Noguchi's presence is uncanny. He somehow seems most serious at those moments when he laughs. His dark-flecked eyes are gray or green, depending on the light. As you meet his glance, the hotel room around you seems to fade. His speech is brisk yet stately. In Japan, Noguchi is known to be American; here he is thought Japanese.
Noguchi has created art of river rocks as well as cubes of steel.There is in his newest work something that feels ancient. He has no single style, no one material holds him. He has worked with marble, granite, glass, paper, clay -- even dancers. Apprenticed to Brancusi once, he has also worked with dancer Martha Graham, architect Louis Kahn, Buckminster Fuller and even Gutzon Borglum, the man who carved Mount Rushmore. "I have been forunate enough," he says, "to work with some key people."
There is in his sculpture a kind of silent hum: an energy that, arcing between opposites, appeases contradictions. The man, too, seems to shimmer. The strangest thing about him is that he seems to have no age.
"Let me introduce you," said the master, "to my friend Nizette Brennam." Brennan, a Washington sculptor, a good one, is now 29.Noguchi is 75. Sometimes, as the two friends talked, they seemed the same age.
"This morning," said Noguchi, "we took a walk to the Botanical Gardens to see the cactuses. One of them was as beautiful as any striptease dancer."
"Now what do you mean by that?" asked Brennam.
"Her spikes were, I thought, daring," said Noguchi. "Her headdress was astonishing. Her color was the color of the finest jade. She looked," he paused, "expensive."
Brennan worked some years ago with Isamu Noguchi at his Long Island City studio. "She was not my student, nor was she my apprentice. We two worked together. She was there," again he paused, "as a welcome thief."

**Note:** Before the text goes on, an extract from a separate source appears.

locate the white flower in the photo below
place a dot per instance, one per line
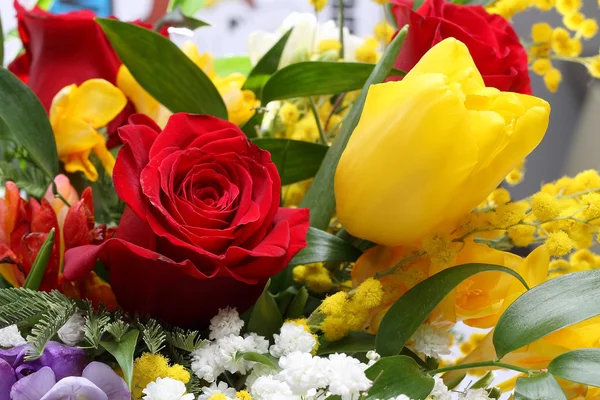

"He told me from the start," said Brennan, "that he was not a teacher. But I learned all the same. Isamu had some pieces there of black Italian marble, and I took one away and worked it and then gave it back to him."
"I am the proud posessor now of an early Brennan. What is stolen," said the master, "comes back as a gift."
Noguchi was born in Los Angeles on Nov. 17, 1904. His father was a Japanese poet, art historian, and professor of English, his mother an American writer. He was raised by his mother in Japan, and returned to this country in 1918 to go to school in Rolling Prairie, Ind. The young sculptor's first statues were sufficiently traditional to satisfy the arch-conservatives of the National Sculpture Society, who elected him a member in 1923.
"My escape from traditional academic sculpture occurred when I was 22, when I went to Paris to work in Brancusi's studio -- where I, too, was a welcome thief. The studio's walls were white. Brancusi's eyes were brilliant. So, too, were Picasso's, but Picasso's were like bullets coming at you while Brancusi's always smiled. He made of me a convert. It was my last conversion.
"Many sculptors seem to undergo regular radical changes. I am not one of them. You must remember that abstractionism in those days seemed a bit too European, somehow un-American. My own solution was not to turn to the American scene -- but to go to the Orient. I spent eight months in China, then returned to Japan.
"While I was in China, I made calligraphic drawings. In Japan I did ceramics. So my discovery of the Orient had to do with their most typical materials -- paper and ink, and clay and the kiln. Working with these things you cannot make mistakes -- or rather, your mistakes become the quality you achieve. It is always the first time. You are always coping with the first mistake. Perhaps all creation is just that -- learning to live with the initial mistake. Think of what God went through when Creation started rolling."
Noguchi's towering reputation is based on many things -- on his carvings with their balanced roughnesses and smothnesses, his sets for Martha Graham, his gardens and his earthworks and his paper lamps.
"I find that young sculptors now, the ones who made the works of art scattered throughout Washington, have, at last, discovered that sculpture is not this, not that, that is may be anything. You see in their work a pointing out of things that have been known for a long while. They seize one small aspect and say, 'Look, what I've found: a whale.' Such things found in innocence, of course, may be enjoyed."
Noguchi's own contribution to the Conference's exhibit -- a column of carved stone -- has been erected on the grounds of the American Institute of Architects at 18th Street and New York Avenue NW. Informed that at least one perhaps prudish viewer thought the work too phallic, Noguchi laughed.
"The Washington Monument out-does her by far. So does any flagpole, so does that lady cactus. The sculpture at the AIA looks feminine to me," he said, "like a violin or a Cycladic carving. See the roundness of her breasts. What difference does it make? After all, the work remains sexually attractive.
"People say my work has that power. Perhaps they smell it, perhaps I have latched on to something beyond form. You must always be alert to nature's organic friction." Again, Noguchi laughed.